Modlić się w imię Jezusa, jak sam tego uczył, znaczy w rzeczywistości korzystać z jego łaskawego pośrednictwa jako powołanego przez Boga „Głównego Pośrednika Życia”, który będąc ustanowiony Arcykapłanem i Sędzią wyjednuje oczyszczenie z grzechów i rozumnie przyznaje poszczególnym ludziom dobrodziejstwa ofiary okupu, zależnie od tego, czy okazują się godni życia pod panowaniem jego Królestwa (Hebr. 2:10; 6:20; Efez. 1:8-10; Jana 5:22, 27). Toteż gdy modlimy się w „imieniu” Jezusa, właściwie apelujemy do jego władzy. Błagamy o to, by jego moc i pozycja oraz zasługi jako Głównego Pośrednika Życia zostały użyte na naszą intencję, wskutek czego nasza modlitwa będzie mogła dotrzeć do wszechwładnego Pana, Jehowy Boga.

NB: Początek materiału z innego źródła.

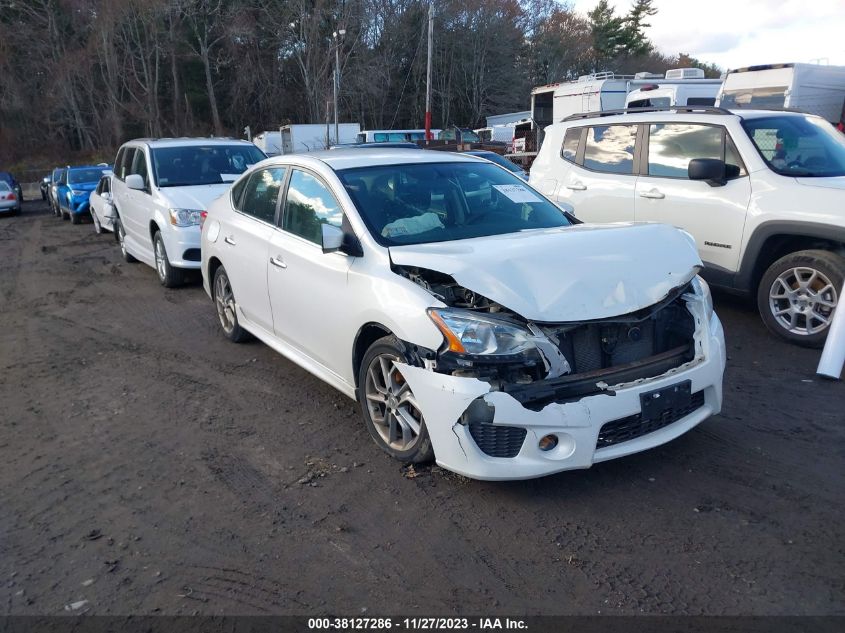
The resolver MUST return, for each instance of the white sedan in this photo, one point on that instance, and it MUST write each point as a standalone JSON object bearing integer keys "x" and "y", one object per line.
{"x": 100, "y": 205}
{"x": 477, "y": 323}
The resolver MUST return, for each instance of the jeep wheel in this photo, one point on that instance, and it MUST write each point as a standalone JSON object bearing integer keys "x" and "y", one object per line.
{"x": 798, "y": 293}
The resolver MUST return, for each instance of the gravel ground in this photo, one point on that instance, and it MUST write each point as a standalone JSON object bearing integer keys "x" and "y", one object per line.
{"x": 150, "y": 466}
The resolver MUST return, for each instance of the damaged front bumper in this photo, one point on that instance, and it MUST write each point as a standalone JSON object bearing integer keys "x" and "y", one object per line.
{"x": 594, "y": 428}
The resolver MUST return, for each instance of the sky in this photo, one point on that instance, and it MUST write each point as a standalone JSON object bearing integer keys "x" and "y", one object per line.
{"x": 738, "y": 33}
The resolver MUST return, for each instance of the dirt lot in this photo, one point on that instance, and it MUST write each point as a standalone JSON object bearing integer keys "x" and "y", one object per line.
{"x": 150, "y": 466}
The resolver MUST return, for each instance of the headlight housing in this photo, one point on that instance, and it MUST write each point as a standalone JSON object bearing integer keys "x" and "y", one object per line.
{"x": 185, "y": 217}
{"x": 702, "y": 289}
{"x": 480, "y": 335}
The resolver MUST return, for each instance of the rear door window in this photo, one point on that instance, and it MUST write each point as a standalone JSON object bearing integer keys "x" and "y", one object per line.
{"x": 610, "y": 148}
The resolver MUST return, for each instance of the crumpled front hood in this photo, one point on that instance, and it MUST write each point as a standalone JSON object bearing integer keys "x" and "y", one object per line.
{"x": 831, "y": 182}
{"x": 197, "y": 197}
{"x": 576, "y": 273}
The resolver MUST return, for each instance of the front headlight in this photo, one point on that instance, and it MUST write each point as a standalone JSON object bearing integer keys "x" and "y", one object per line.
{"x": 702, "y": 289}
{"x": 185, "y": 217}
{"x": 479, "y": 335}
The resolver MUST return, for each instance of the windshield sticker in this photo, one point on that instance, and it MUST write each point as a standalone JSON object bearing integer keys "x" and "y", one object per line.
{"x": 517, "y": 193}
{"x": 412, "y": 226}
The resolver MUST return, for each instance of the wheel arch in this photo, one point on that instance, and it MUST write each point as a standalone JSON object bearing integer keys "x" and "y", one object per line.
{"x": 773, "y": 240}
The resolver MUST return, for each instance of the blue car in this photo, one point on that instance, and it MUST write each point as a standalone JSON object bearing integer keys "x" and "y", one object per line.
{"x": 74, "y": 189}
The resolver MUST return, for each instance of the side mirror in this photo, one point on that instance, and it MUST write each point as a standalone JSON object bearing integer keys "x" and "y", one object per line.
{"x": 711, "y": 170}
{"x": 332, "y": 238}
{"x": 134, "y": 181}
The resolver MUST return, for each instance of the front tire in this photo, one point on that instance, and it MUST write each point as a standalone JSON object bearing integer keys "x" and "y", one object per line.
{"x": 390, "y": 410}
{"x": 98, "y": 228}
{"x": 168, "y": 275}
{"x": 227, "y": 313}
{"x": 120, "y": 235}
{"x": 798, "y": 294}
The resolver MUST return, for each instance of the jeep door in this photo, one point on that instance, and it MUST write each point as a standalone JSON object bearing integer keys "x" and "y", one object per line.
{"x": 713, "y": 213}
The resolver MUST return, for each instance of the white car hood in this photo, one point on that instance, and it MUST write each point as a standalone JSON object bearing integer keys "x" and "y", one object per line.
{"x": 829, "y": 182}
{"x": 196, "y": 197}
{"x": 576, "y": 273}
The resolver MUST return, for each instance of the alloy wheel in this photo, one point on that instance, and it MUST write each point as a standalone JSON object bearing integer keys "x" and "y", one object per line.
{"x": 391, "y": 404}
{"x": 802, "y": 300}
{"x": 224, "y": 299}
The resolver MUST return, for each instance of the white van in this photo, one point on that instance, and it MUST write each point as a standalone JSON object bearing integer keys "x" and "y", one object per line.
{"x": 689, "y": 94}
{"x": 809, "y": 88}
{"x": 393, "y": 136}
{"x": 161, "y": 190}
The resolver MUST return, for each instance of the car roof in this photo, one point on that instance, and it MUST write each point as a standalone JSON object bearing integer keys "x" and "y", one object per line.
{"x": 189, "y": 141}
{"x": 350, "y": 158}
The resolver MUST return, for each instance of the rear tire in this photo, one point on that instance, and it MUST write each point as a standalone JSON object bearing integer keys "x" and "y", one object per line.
{"x": 169, "y": 276}
{"x": 227, "y": 313}
{"x": 798, "y": 295}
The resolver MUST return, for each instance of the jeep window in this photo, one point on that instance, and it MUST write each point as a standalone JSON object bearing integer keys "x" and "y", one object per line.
{"x": 571, "y": 140}
{"x": 190, "y": 165}
{"x": 439, "y": 202}
{"x": 754, "y": 98}
{"x": 610, "y": 148}
{"x": 671, "y": 146}
{"x": 800, "y": 146}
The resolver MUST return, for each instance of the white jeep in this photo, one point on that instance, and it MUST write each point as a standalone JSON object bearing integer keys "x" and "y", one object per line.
{"x": 762, "y": 193}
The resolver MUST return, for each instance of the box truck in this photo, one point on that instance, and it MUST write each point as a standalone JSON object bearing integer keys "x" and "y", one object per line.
{"x": 810, "y": 88}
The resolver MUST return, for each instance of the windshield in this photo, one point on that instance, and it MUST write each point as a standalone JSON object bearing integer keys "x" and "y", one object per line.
{"x": 202, "y": 164}
{"x": 798, "y": 146}
{"x": 499, "y": 160}
{"x": 438, "y": 202}
{"x": 84, "y": 175}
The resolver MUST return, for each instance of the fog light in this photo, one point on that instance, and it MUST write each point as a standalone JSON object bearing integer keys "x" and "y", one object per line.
{"x": 548, "y": 442}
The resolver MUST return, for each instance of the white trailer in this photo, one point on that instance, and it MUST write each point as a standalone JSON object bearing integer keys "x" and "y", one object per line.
{"x": 597, "y": 92}
{"x": 269, "y": 142}
{"x": 298, "y": 138}
{"x": 810, "y": 88}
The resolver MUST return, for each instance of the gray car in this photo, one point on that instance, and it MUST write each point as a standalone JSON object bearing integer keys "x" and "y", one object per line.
{"x": 9, "y": 200}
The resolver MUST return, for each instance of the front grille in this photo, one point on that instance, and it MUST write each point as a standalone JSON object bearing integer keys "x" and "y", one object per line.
{"x": 192, "y": 255}
{"x": 635, "y": 426}
{"x": 497, "y": 441}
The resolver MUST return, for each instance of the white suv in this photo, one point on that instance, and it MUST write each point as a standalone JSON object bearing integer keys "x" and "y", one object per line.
{"x": 762, "y": 193}
{"x": 474, "y": 320}
{"x": 160, "y": 190}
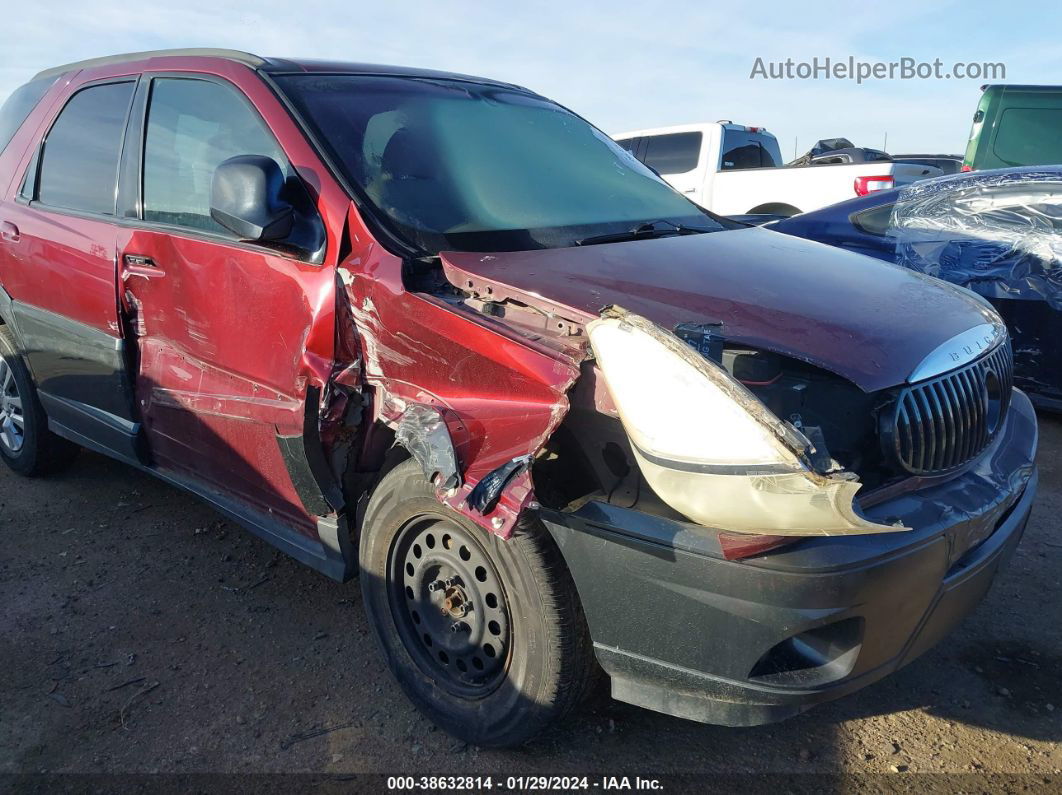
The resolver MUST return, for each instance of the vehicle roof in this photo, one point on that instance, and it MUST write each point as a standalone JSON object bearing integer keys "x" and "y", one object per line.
{"x": 694, "y": 127}
{"x": 271, "y": 65}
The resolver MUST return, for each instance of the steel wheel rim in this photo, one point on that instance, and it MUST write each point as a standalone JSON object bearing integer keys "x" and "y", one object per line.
{"x": 12, "y": 418}
{"x": 449, "y": 606}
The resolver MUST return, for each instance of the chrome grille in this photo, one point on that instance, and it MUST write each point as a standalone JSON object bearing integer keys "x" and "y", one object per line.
{"x": 945, "y": 421}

LOJALNOŚĆ WZGLĘDEM JEGO IMIENIA
Jeżeli chcemy należeć do tych, którzy wierzą w imię Chrystusa Jezusa i którym w związku z tym zapewnione jest życie wieczne, musimy być wobec niego lojalni. Musimy służyć jemu, Głowie zboru chrześcijańskiego, i wiernie popierać jego władzę wykonawczą oraz sprawy jego Królestwa. Powinniśmy być podobni do pierwszych chrześcijan ze zboru w Pergamonie, którzy nawet w niebezpieczeństwie utraty życia wskutek poczynań przeciwników panowania Królestwa Chrystusa ‛trzymali się mocno jego imienia i nie zaparli się wiary w niego’; tak samo powinniśmy sobie brać wzór z chrześcijan w Filadelfii, którzy ‛zachowywali jego słowo i nie zapierali się jego imienia’ (Obj. 2:13; 3:8, NP). Ani przez swoje postępowanie we własnym gronie, ani będąc pośród ludzi ze świata, nie możemy sprzeniewierzać się temu, co reprezentuje imię Syna Bożego. I tak jak wtedy chrześcijanie byli prześladowani, my też musimy liczyć się z taką możliwością, ponieważ Jezus zapowiedział: „Wtedy będą was wydawać na udręczenie i zabijać, i z powodu mego imienia będziecie przedmiotem nienawiści wszystkich narodów” (Mat. 24:9).
Czy tego rodzaju międzynarodową nienawiść odczuwają organizacje religijne i poszczególni ich członkowie, którzy tylko gołosłownie wierzą w Jezusa jako Zbawcę i Odkupiciela uwalniającego od grzechu? Nie, nikt nie ściąga na siebie takiej nienawiści tylko dlatego, że uznaje Chrystusa Jezusa za „Baranka Bożego”, który za nas przelał swoją krew. Pojawia się ona natomiast wtedy, gdy ktoś lojalnie ‛trzyma się jego imienia’, symbolizującego poruczoną mu przez Boga „wszelką władzę w niebie i na ziemi”. Sroży się wówczas, gdy się uznaje Chrystusa za prawowitego Króla całej ziemi, a jego rząd za jedyną władzę mającą upodobanie Boże. Czy i ty, czytelniku, tak się na to zapatrujesz i czy takie jest też stanowisko twego kościoła? Może twoja religia tylko twierdzi, iż wierzy w imię Jezusa, podczas gdy w rzeczywistości całą jej nadzieją jest „Cezar”, a więc rządy doczesnego systemu rzeczy?
Dla twego własnego wieczystego dobra i w interesie twoich najbliższych postaraj się poznać pełne znaczenie „imienia Syna Bożego”. Z całym zaufaniem odnieście się do poparcia, jakiego Bóg udziela królewskiemu panowaniu swego Syna, a wtedy i wam będzie wiadomo, „że macie życie wieczne, wam, którzy pokładacie wiarę w imieniu Syna Bożego” (1 Jana 5:13).